In response to the MCAD complaint, Arroyo submitted text messages sent in 2016 and 2017 that he said contradict Morales’ assertion that he harassed her. In three messages sent in January and February of this year, Morales offered Arroyo rides to the HHS City Hall office. In his responses, he declined each offer. In another message, she wishes him a happy Valentine’s Day. In a message sent January 24, she suggests the two meet one-on-one to talk about his divorce.

After she filed a complaint with human resources, Arroyo alleges, Morales sent messages to a former HHS co-worker alleging Arroyo harassed other women in the office and urging her to come forward with a complaint. The co-worker later shared the messages with Arroyo.

“6 possibly 7 victims have come forward as of today” reads an Aug. 2 message by Morales. “This is re-traumatizing for all of us.”

(City officials confirmed to the Boston Herald that there was only one complainant.)

“Darling, why didn’t you ask Felix for a transfer out? I am only asking so i can help if necessary down the road.” the former co-worker responded.

“I did, for months But he refused to let me go He wanted to sleep with me,” Morales replied.

While Morales’ MCAD complaint alleges she was transferred against her will, the text messages between Morales and Arroyo suggest she made more than one attempt to transfer out of the office, and that Arroyo offered her support in finding a new job.

On June 14, Morales sent messages complaining about Arroyo’s chief of staff, Ilyitch Nahiely Tabora, and refers to attempts to leave the office.

“Your Chief of Staff will force me to go to Human Resources if she doesn’t stop,” she writes. “I’ve put you in notice about her unacceptable behavior. We all know I’m looking for opportunities elsewhere, let’s make the best of what time I have left with the team.”

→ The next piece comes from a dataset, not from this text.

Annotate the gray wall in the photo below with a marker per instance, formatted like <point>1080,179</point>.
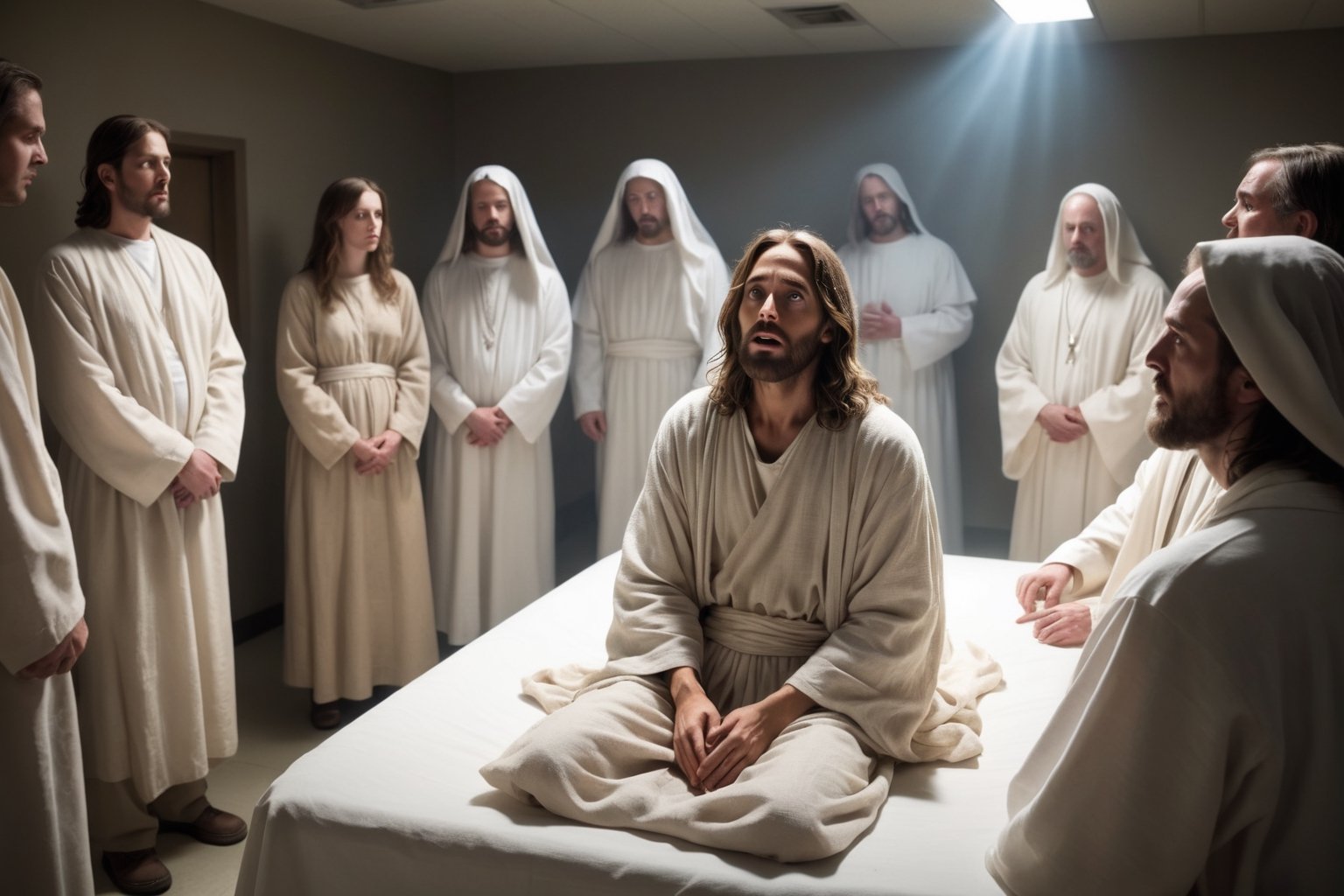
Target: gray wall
<point>988,138</point>
<point>310,112</point>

In a subsequent message, Morales asks Arroyo to be supportive of her candidacy for an associate director job in the city’s Office of Health Equity.

“Feel free to tell them I am supportive,” Arroyo responds.

“The allegations regarding Mr. Arroyo’s refusal to transfer her are wholly disproven by messages between Mr. Arroyo and Ms. Morales,” Arroyo’s attorneys write in the MCAD filing, “where Mr. Arroyo states his support of her application to other positions; tells her to use him as a reference; and connects her with a contact that had an open position.”

Morales’ MCAD complaint is filed against the City of Boston, Arroyo and Mayor Martin Walsh and alleges she was discriminated against on the bases of national origin, religion, sex, race, color and retaliation. She claims Arroyo and Tabora made defamatory statements about her hair style, her atheism and her status as a Dominican.

The complaint indicates that Walsh is ultimately responsible for her transfer from HHS to a job as special assistant to the director of the Public Facilities Department, that it is a demotion and that it could not have occurred with Walsh’s approval.

Arroyo presented as evidence he has not discriminated against staff the fact that he has hired people of color and women to fill most positions in his office. He cites another atheist on HHS staff willing to testify on his behalf, and other staff members who he says will testify that Morales herself made disparaging comments about Dominicans, not Arroyo.

Arroyo was fired on Aug. 24. Walsh’s spokeswoman Laura Oggeri would not disclose the reason, but said in a statement there had been a “comprehensive internal investigation.”

Arroyo was the highest-ranking person of Latino heritage working in city government before he was fired. He’s not the first Walsh administration official to face allegations of misconduct. Walsh’s tourism chief, Kenneth Brissette and head of intergovernmental affairs, Timothy Sullivan, are under federal investigation, facing extortion charges in connection with allegations they withheld city permits for a music festival until organizers hired union stagehands.

Neither Sullivan nor Brissette were fired, however, and both have been on paid administrative leave since 2016.